Clara sorriu, com a taça erguida.
- E o amor é o melhor investimento que existe.
O riso ecoou, e agora, naquele limbo, soava como zombaria.
A Amara que assistia tudo mordeu o lábio.
Queria gritar pra si mesma: "Acorda, ele está te comprando!"
Mas a cena não ouvia.
Ela viu o tempo correr - festas, contratos, viagens, fotos de revistas.
Tudo parecia perfeito demais.
E, em cada evento, Clara estava lá, sempre à direita de Adriano, rindo das mesmas piadas, tocando o braço dele em gestos sutis.
- Vocês parecem irmãos - alguém disse certa vez.
Clara respondeu antes de Amara:
- Quase somos.
E Adriano não negou.
Outra lembrança.
O escritório de Amara, fim de tarde.
Ela olhava relatórios, enquanto Ezequiel aparecia à porta com um tablet nas mãos.
- Senhora Bastos, o carro está pronto. - O tom era respeitoso, neutro.
- Ezequiel... - ela o chamou, sem saber por quê. - Você acha que estou fazendo certo?
Ele hesitou.
- A senhora sempre faz o que acredita ser certo.
Amara desviou o olhar, sentindo um nó na garganta.
- Às vezes não sei mais o que acredito.
Ele deu um meio sorriso, discreto.
- Então é hora de lembrar quem você é.
Ela piscou e, quando levantou o rosto, ele já tinha ido embora.
E, na lembrança, ela agora chorava, porque entendeu que foi a última conversa sincera que tiveram antes do casamento.
A cena se dissolveu e reapareceu no quarto dela, um dia antes da cerimônia.
Clara a ajudava a escolher o véu, os olhos brilhando.
- Você está linda.
- Nervosa. - Amara riu, torcendo as mãos. - É um passo grande, Clara.
- Você está se casando com o homem perfeito. - A amiga colocou as mãos nos ombros dela. - E vai ter tudo que sempre sonhou.
A Amara que observava agora sentiu o estômago revirar.
"Ela me vestia pra morte", pensou, e o vento pareceu concordar.
Mais lembranças.
Ela assinando documentos sem ler direito.
Clara entregando papéis a Adriano com um sorriso cúmplice.
O pai de Amara, confiando cegamente.
O dinheiro sendo transferido.
A empresa mudando de nome.
Cada ato era um fio puxado do destino, e ela, como marionete, apenas sorria.
O amor a cegava.
A lealdade a prendia.
E em algum canto, Ezequiel sempre estava.
Calado.
Apenas observando.
Ajudando sem ser notado - segurando portas, trazendo café, resolvendo problemas que ela nem percebia que existiam.
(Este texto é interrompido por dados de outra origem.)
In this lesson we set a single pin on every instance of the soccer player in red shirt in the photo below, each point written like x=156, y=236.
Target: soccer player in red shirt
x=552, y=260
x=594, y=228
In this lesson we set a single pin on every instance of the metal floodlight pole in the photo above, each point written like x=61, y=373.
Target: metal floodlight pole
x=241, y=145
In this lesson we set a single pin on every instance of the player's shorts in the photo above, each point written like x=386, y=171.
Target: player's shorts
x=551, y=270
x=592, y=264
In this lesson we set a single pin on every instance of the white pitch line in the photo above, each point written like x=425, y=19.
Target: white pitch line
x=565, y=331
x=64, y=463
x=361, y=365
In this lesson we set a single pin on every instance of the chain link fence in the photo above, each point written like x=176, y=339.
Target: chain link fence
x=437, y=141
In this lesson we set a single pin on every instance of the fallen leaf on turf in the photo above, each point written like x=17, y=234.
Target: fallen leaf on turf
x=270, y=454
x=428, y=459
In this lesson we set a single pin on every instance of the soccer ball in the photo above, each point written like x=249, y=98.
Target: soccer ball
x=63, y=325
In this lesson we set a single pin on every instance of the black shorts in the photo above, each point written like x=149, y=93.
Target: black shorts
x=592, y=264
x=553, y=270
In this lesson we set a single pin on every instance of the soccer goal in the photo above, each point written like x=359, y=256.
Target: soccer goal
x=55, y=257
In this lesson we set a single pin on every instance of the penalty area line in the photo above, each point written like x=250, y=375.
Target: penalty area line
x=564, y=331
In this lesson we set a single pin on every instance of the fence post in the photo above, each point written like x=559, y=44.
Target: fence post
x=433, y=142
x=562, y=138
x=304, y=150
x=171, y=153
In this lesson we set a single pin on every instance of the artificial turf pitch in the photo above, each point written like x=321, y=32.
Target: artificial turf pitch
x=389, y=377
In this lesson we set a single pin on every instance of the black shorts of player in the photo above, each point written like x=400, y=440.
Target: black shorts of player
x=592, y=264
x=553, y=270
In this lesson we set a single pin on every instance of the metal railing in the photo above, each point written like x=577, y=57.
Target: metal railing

- Sabe o que é engraçado? - Clara dizia, em uma das lembranças. - O Zico ainda te olha como se fosse a mesma menina do colégio.
- Ele sempre foi leal. - Amara respondeu.
- Leal, ou obcecado? - Clara riu. - Cuidado, amiga. Às vezes, a devoção dos pobres é só inveja disfarçada.
Amara, boba, acreditou de novo.
Riu junto.
E com esse riso, perdeu o último elo com quem realmente a amava.
O branco à volta dela começou a rachar - como vidro trincando.
As cenas se embaralhavam, repetindo fragmentos:
Ezequiel segurando o pingente de lua.
Ela o ignorando.
Ele limpando o carro com as mãos feridas.
Ela subindo as escadas de braço dado com Adriano.
E Clara, sempre, sorrindo nas sombras.
Amara gritou.
O som ecoou no vazio, distorcido, ferido.
- Basta! - A voz dela tremeu. - Eu não quero mais ver!
Mas as imagens não paravam.
O terraço, o sangue, o salto.
De novo.
Ezequiel olhando pra ela antes de cair, a chuva cobrindo o corpo.
Ela correu - ou tentou correr - até o parapeito invisível daquele espaço entre mundos.
- Zico! - gritou. - Me ouve, por favor!
Nada.
Só o som do vento levando o nome dele.
Amara caiu de joelhos.
As lágrimas caíram em silêncio, misturando-se ao nada.
Ela sussurrou, cansada, quebrada:
- Se eu pudesse voltar atrás... voltaria só por você.